Robot.com’s starting point is delivery. Chavez said about 400 of its robots are still delivery robots deployed across college campuses. But the company is not staying in that box. Chavez described expansion into warehouses, food service, and advertising, including robots acting like roving billboards. In other words, Robot.com is treating “robot work” as a product line with different form factors, rather than as one machine that solves all problems.
That product thinking comes from an operational lesson Chavez says he learned the hard way while building his first startups. Before launching Kiwibot in 2017, which later became Robot.com, he ran a grocery-delivery company in Colombia that was bootstrapped, sometimes requiring him to complete deliveries himself. He said he realized the manual work could be exhausting and boring. Fast forward to today, and Robot.com is trying to convert that human experience into a robotics strategy: automate the repetitive and mundane tasks that often correlate with turnover.
The company’s most telling example is how automating one job can create a new job. Chavez described a scenario from its food-delivery business: as robot-delivery scaled, restaurant workers found themselves with an added chore of walking outside to place to-go containers inside the robots. That created friction. In practice, he said customers had to retrain workers or even hire extra people, which is a classic failure mode in operations automation. The fix, in Chavez’s telling, is not to declare victory after first automation. It is to keep decomposing the workflow until you find the next manipulable bottleneck.
That is why Robot.com talks about analyzing labor by breaking it into specific tasks. Chavez said the company follows a rule of thumb for its robotics pipeline: “If you can do it with two fingers, very likely we will be able to do it.” This is a deliberate contrast with the broader Silicon Valley humanoid push. Companies like Figure AI and Tesla are building bipedal robots with five fingers, which means they have to solve the herculean problems of full dexterity and manipulation before wide deployment in homes, warehouses, factories, and other physical environments.
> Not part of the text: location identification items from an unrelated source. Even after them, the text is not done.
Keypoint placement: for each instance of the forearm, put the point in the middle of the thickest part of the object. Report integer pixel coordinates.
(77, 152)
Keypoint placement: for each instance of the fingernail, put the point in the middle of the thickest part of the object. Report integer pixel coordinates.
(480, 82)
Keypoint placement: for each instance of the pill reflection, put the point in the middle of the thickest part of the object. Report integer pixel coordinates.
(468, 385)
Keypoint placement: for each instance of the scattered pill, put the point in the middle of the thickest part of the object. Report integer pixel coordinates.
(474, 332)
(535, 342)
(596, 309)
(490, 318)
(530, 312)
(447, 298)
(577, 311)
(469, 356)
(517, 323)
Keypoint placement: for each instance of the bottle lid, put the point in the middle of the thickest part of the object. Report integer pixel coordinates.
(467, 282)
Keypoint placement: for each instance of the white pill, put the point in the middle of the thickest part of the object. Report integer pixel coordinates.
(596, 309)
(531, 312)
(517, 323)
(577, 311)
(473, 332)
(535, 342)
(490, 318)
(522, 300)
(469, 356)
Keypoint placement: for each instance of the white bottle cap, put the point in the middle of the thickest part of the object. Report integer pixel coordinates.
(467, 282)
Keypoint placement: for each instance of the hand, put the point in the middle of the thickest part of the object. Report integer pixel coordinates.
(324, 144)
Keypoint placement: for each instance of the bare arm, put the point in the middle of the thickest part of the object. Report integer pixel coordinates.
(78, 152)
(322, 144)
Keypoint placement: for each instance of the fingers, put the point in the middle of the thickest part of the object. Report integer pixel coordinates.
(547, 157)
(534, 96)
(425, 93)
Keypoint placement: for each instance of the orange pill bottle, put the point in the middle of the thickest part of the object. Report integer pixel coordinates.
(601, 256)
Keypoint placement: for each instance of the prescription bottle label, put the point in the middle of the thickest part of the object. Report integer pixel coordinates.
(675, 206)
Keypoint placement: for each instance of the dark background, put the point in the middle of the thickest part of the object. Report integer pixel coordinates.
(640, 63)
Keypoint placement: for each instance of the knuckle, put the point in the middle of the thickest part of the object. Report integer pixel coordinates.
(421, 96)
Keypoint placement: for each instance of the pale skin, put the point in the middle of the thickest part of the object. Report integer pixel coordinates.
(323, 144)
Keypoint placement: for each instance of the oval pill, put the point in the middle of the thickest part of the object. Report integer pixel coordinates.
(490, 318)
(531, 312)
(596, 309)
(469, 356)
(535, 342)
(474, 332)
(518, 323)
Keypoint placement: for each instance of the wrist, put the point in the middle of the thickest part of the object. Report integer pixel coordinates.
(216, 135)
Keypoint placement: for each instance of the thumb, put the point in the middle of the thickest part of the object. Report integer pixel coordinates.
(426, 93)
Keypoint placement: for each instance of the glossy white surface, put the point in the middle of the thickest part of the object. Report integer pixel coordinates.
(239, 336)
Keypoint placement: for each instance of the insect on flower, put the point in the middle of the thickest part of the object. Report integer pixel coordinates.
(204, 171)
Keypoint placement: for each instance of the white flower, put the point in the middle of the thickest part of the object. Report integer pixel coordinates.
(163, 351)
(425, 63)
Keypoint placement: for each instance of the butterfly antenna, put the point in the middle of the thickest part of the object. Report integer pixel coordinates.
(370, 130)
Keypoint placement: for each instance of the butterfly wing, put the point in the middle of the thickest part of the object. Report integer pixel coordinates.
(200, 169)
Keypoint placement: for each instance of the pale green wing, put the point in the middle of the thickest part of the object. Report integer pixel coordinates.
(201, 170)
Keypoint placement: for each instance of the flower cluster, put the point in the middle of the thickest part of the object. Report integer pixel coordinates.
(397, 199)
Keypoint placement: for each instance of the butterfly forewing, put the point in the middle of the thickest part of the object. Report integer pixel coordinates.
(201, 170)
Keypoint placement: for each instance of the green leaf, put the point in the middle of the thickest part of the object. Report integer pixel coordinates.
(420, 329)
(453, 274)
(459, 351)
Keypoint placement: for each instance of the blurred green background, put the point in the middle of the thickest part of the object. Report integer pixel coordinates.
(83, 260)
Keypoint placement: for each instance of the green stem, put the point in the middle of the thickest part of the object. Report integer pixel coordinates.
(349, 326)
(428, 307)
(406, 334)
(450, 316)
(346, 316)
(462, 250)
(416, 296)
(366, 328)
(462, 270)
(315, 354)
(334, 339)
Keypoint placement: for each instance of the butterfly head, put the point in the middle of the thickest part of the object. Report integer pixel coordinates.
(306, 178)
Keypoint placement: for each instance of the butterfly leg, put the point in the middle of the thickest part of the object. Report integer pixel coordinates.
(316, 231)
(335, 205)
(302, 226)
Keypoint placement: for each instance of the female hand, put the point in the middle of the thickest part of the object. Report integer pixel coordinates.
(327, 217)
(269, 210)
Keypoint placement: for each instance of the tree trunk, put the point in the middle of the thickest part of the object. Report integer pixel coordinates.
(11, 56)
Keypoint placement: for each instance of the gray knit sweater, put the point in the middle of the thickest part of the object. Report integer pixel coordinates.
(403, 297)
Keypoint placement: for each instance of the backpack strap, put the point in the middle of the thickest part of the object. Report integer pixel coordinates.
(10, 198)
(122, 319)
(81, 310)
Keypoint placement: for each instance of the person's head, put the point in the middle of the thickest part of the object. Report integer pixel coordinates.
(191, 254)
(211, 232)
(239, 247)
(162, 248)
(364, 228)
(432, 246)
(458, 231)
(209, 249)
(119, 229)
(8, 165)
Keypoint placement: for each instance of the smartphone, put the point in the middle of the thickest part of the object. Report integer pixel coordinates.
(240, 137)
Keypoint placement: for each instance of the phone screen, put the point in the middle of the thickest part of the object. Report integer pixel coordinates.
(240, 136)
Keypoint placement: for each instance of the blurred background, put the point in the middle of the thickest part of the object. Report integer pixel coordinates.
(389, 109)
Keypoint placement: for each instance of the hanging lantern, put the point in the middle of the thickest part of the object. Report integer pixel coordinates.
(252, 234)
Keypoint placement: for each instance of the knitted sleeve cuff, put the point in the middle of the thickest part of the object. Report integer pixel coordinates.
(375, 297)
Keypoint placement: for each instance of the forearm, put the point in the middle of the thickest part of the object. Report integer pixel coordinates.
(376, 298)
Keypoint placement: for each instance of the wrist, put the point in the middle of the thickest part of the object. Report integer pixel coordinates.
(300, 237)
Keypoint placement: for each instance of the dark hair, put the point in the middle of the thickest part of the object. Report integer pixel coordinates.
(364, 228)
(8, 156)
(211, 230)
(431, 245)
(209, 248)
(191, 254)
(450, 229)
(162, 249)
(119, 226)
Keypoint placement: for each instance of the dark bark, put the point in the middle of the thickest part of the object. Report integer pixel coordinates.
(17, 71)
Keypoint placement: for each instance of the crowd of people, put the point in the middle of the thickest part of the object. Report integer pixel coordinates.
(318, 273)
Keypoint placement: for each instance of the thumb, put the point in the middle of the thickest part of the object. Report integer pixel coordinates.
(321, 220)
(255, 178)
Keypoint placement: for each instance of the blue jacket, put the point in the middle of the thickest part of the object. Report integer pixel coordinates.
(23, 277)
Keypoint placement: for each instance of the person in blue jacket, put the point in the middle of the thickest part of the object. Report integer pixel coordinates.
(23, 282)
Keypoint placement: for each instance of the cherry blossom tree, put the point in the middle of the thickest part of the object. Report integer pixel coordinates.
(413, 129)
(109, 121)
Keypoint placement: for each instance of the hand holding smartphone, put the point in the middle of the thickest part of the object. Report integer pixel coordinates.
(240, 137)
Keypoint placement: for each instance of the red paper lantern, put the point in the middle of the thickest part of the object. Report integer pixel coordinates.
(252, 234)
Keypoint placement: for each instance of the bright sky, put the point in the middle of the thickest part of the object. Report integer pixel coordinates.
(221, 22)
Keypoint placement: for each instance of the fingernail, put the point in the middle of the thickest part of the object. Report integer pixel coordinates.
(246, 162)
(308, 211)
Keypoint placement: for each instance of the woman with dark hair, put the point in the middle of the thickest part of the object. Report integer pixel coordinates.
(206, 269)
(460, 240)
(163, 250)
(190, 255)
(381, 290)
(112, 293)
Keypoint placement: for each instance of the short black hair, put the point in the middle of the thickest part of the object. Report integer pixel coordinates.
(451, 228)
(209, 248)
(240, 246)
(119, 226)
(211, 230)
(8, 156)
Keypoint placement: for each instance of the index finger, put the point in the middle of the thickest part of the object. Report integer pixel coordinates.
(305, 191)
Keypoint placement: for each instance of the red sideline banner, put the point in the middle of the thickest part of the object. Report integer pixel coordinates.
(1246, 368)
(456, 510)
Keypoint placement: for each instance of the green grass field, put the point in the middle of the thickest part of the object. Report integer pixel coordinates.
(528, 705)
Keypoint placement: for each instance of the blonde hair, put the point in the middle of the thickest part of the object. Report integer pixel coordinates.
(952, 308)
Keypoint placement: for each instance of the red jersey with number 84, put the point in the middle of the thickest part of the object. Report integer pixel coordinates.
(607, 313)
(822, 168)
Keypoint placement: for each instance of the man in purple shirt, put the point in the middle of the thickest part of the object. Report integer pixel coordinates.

Chavez’s near-term bet is more grounded: sorting, moving, handing items off, and other less glamorous service work that is widespread and operationally repeatable.
Chavez also anchored the human side of the story in incentives. He said Robot.com’s current customers, about 20, are thinking less about replacing workers and more about improving workforce satisfaction and reducing turnover. “The people that are working right now are going to feel better,” he said. “They’re going to maybe not do that repetitive tasks and focus on customer-centric experience and not resign after seven months.” That is a measurable business concern, even if it is framed with a kind of solarpunk optimism: keep workers in the loop, reduce the churny parts of service work, and let humans do the parts that require judgment, interaction, and guidance.
Of course, the labor math is real. The article cites estimates from the Bureau of Labor Statistics: there were about 3.8 million fast-food and counter workers, 3 million laborers and freight stock and material movers, and 2.8 million stockers and order fillers in 2024. Even if humanoids never arrive in the way hype suggests, there is still a massive universe of “simple jobs” that could be partially automated. Other robotics companies have made similar “humans upskilled, not replaced” claims, but they still face the same economic reality: large labor forces exist because the work is widespread, and widespread work is where automation either delivers real relief or triggers real backlash.
Chavez’s argument tries to split the difference. He said humans will remain essential in a robotic future, pointing to examples like humans maintaining and guiding Waymo robotaxis at remote centers or training humanoids through teleoperation. In Robot.com’s ad imagery, humans peacefully co-exist with robots, potentially even receiving a coffee along their commute. The strategic takeaway is clear: Robot.com is positioning itself to sell robotics by focusing on workflow replacement that can be justified today, then expanding from delivery into warehouses, food service, and advertising. For executives making bets in robotics, logistics, and labor-adjacent tech, the question is no longer whether automation can happen. It is whether the first automations are chosen well enough to reduce turnover rather than simply shifting work around.